We create three dependent-async tasks per item. Each task depends on the previous stage of the same item. Because tf::Executor::dependent_async begins executing a task as soon as all its predecessors complete, item i+1 can be produced while item i is being validated and item i-1 is being consumed:

#include <taskflow/taskflow.hpp>
 
// simulate data production, validation, and consumption
int  produce (size_t i)          { return static_cast<int>(i * i); }
bool validate(int value)         { return value >= 0; }
void consume (size_t i, int val) { printf("consumed item %zu: %d\n", i, val); }
 
int main() {
 
  tf::Executor executor;
 
  const size_t N = 8;
  std::vector<int>  data(N);
  std::vector<bool> valid(N, false);
 
  for(size_t i = 0; i < N; i++) {
 
    // stage 1: produce item i (no predecessor, runs immediately)
    tf::AsyncTask prod = executor.silent_dependent_async([i, &data]() {
      data[i] = produce(i);
      printf("produced  item %zu: %d\n", i, data[i]);
    });
 
    // stage 2: validate item i, depends on production completing
    tf::AsyncTask val = executor.silent_dependent_async(
      [i, &data, &valid]() {
        valid[i] = validate(data[i]);
        printf("validated item %zu: %s\n", i, valid[i] ? "ok" : "fail");
      },
      prod    // predecessor: stage 1 of the same item
    );
 
    // stage 3: consume item i, depends on validation completing
    executor.silent_dependent_async(
      [i, &data, &valid]() {
        if(valid[i]) {
          consume(i, data[i]);
        }
      },
      val     // predecessor: stage 2 of the same item
    );
  }
 
  // wait for all submitted tasks to finish
  executor.wait_for_all();
 
  return 0;
}

Because each stage only depends on the previous stage of the same item rather than on the previous item's stages, the executor's work-stealing scheduler can run all three stages of different items concurrently across available workers. No mutex, condition variable, or queue is needed; the dependency edges express all synchronization requirements.

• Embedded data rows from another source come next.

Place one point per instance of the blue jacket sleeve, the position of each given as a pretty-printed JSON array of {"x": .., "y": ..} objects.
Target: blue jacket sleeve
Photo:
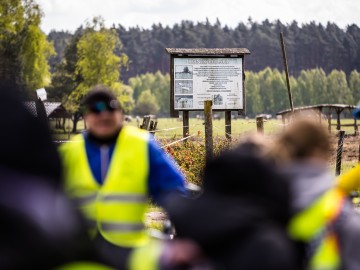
[{"x": 164, "y": 176}]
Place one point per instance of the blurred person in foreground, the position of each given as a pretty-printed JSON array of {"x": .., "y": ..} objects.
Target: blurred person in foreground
[
  {"x": 39, "y": 227},
  {"x": 111, "y": 171},
  {"x": 238, "y": 222},
  {"x": 324, "y": 224}
]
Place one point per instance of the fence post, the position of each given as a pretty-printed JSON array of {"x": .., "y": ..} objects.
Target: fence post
[
  {"x": 228, "y": 125},
  {"x": 152, "y": 127},
  {"x": 339, "y": 152},
  {"x": 208, "y": 129},
  {"x": 146, "y": 123},
  {"x": 260, "y": 124},
  {"x": 185, "y": 124}
]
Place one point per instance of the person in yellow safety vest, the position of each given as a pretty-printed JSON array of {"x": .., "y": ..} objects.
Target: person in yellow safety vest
[
  {"x": 324, "y": 223},
  {"x": 111, "y": 171}
]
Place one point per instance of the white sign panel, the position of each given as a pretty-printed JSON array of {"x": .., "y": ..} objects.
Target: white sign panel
[
  {"x": 41, "y": 93},
  {"x": 200, "y": 79}
]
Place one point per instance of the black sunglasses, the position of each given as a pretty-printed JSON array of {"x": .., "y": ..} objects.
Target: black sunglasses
[{"x": 99, "y": 107}]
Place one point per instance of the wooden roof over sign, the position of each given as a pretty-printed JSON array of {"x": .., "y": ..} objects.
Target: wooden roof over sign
[
  {"x": 208, "y": 51},
  {"x": 319, "y": 107},
  {"x": 53, "y": 109}
]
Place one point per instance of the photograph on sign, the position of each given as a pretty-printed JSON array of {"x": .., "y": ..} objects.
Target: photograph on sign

Conditional Consumption with Cooperative Execution

In some pipelines, the main thread needs to inspect intermediate results before deciding what to submit next. tf::AsyncTask::is_done provides a non-blocking way to check whether a specific task has completed. Combined with tf::Executor::corun_until, the calling thread remains active in the work-stealing loop while polling and never blocks.

The example below produces and validates one item, polls completion, and conditionally submits a downstream task based on the validation result:

tf::Executor executor;
 
int  item  = 42;
bool valid = false;
 
// stage 1: produce
auto [prod, fu_prod] = executor.dependent_async([&]() -> int {
  return produce(0);
});
 
// stage 2: validate — depends on stage 1
auto [val, fu_val] = executor.dependent_async([&]() -> bool {
  return validate(fu_prod.get());
}, prod);
 
// keep the calling thread's worker active while both tasks run
executor.corun_until([&]() {
  return prod.is_done() && val.is_done();
});
 
// safe to read results: both tasks have completed
if(fu_val.get()) {
  // only submit the consume task if validation passed
  executor.silent_dependent_async([&]() {
    consume(0, fu_prod.get());
  }, val);
}
 
executor.wait_for_all();

Note

tf::AsyncTask::is_done is designed to be used with tf::Executor::corun_until. Calling is_done in a tight spin-wait without corun_until risks starving the worker thread pool if the calling thread is itself one of the executor's workers. See Asynchronous Tasking with Dependencies for a full discussion of the dependent-async API.